Dès lors que M. [J] est attributaire de l’aide juridictionnelle totale et que son avocat n’a pas demandé le bénéfice de l’article 37 de la loi n°91-647 du 10 juillet 1991, il n’y a pas lieu de faire droit à la demande d’indemnité de procédure au bénéfice de M. [J].
PAR CES MOTIFS
La cour, statuant publiquement, contradictoirement, et après en avoir délibéré conformément à la loi,
CONFIRME le jugement déféré en ce qu’il a :
— Débouté M. [G] [J] de sa demande de paiement d’un rappel d’heures supplémentaires et des congés payés afférents
— Débouté M. [G] [J] de sa demande dommages-intérêts pour licenciement irrégulier
— Débouté M. [G] [J] de sa demande au titre de l’article 700 du code de procédure civile
L’INFIRME pour le surplus,
Statuant des chefs d’infirmation et y ajoutant,
JUGE que M. [G] [J] a travaillé pour le compte et sous la subordination de M. [I] [O] dans le cadre d’un contrat de travail à durée indéterminée du 2 février 2021 au 31 mai 2021
CONDAMNE M. [I] [O] à verser à M. [G] [J] les sommes suivantes :
— 2276 euros net à titre de rappel de salaires
— 227,60 euros net au titre des congés payés afférents
outre intérêts au taux légal sur ces deux sommes à compter du 23 décembre 2021
— 9327,48 euros net à titre d’indemnité pour travail dissimulé,
— 1554,58 euros net à titre de dommages-intérêts pour exécution déloyale du contrat de travail,
outre intérêts au taux légal sur ces deux sommes à compter du prononcé de l’arrêt,
JUGE que la rupture du contrat de travail de M. [G] [J] s’analyse en un licenciement sans cause réelle et sérieuse
CONDAMNE M. [I] [O] à verser à M. [G] [J] les sommes suivantes :
— 414,55 euros brut à titre d’indemnité compensatrice de préavis
— 41,46 euros brut à titre de congés payés afférents
outre intérêts au taux légal sur ces deux sommes à compter du 23 décembre 2021
— 1554,58 euros brut à titre de dommages-intérêts pour licenciement sans cause réelle et sérieuse, outre intérêts au taux légal sur cette somme à compter du prononcé de l’arrêt
CONDAMNE M. [I] [O] à délivrer à M. [G] [J] ses fiches de paye des mois de février 2021 à mai 2021, un certificat de travail et une attestation France travail
DÉBOUTE les parties de leur demande au titre de l’article 700 du code de procédure civile
CONDAMNE M. [I] [O] aux dépens de première instance et d’appel.

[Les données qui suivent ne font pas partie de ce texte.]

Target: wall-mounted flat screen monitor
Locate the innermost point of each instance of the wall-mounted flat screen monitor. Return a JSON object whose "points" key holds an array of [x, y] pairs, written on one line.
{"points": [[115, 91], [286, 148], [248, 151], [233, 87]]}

Prononcé publiquement par mise à disposition de l’arrêt au greffe de la Cour, les parties ayant été préalablement avisées dans les conditions prévues au deuxième alinéa de l’article 450 du code de procédure civile.
Signé par M. Frédéric BLANC, Conseiller faisant fonction de Président de section, et par Mme Carole COLAS, Greffière à laquelle la minute de la décision a été remise par le magistrat signataire.